I love that first photo of Maggie licking her lips over her cake...Darcy say's have a great day girl.. :-*.Happy birthday...


----------



## DanTheRed (Oct 18, 2012)

Happy Birthday Maggie.


----------



## Shivangi (Jan 19, 2010)

Aww happy birthday Maggie!!


----------



## Suliko (Sep 17, 2011)

Happy birthday, Maggie!  What a cutie!


----------



## oliveJosh12 (Sep 10, 2012)

Happy Birthday Maggie!

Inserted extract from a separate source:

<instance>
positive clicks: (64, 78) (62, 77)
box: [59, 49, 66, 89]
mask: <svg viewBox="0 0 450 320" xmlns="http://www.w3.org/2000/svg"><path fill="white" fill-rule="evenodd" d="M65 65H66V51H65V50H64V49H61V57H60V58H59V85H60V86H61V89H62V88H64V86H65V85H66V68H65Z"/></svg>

Such a pretty girl!!


----------



## texasred (Jan 29, 2012)

Happy birthday Maggie


----------



## SkyyMax (Apr 5, 2012)

Happy 1st Birthday Maggie!

Did she eat the whole cake or was kind enough to let you have a piece?


----------



## ZDOGSMOM (Sep 15, 2012)

Maggie,

May your bed always be warm
Your bowl always be full
And your supply of bones unlimited

Happy 1st Birthday from Ziva and Izzy & their Human


----------



## k31shooter (Oct 24, 2012)

SkyyMax said:


> Happy 1st Birthday Maggie!
> 
> Did she eat the whole cake or was kind enough to let you have a piece?


She didn't eat the whole thing, just about a quarter of it, and for being a doggie cake, it wasn't bad from the Human perspective.


----------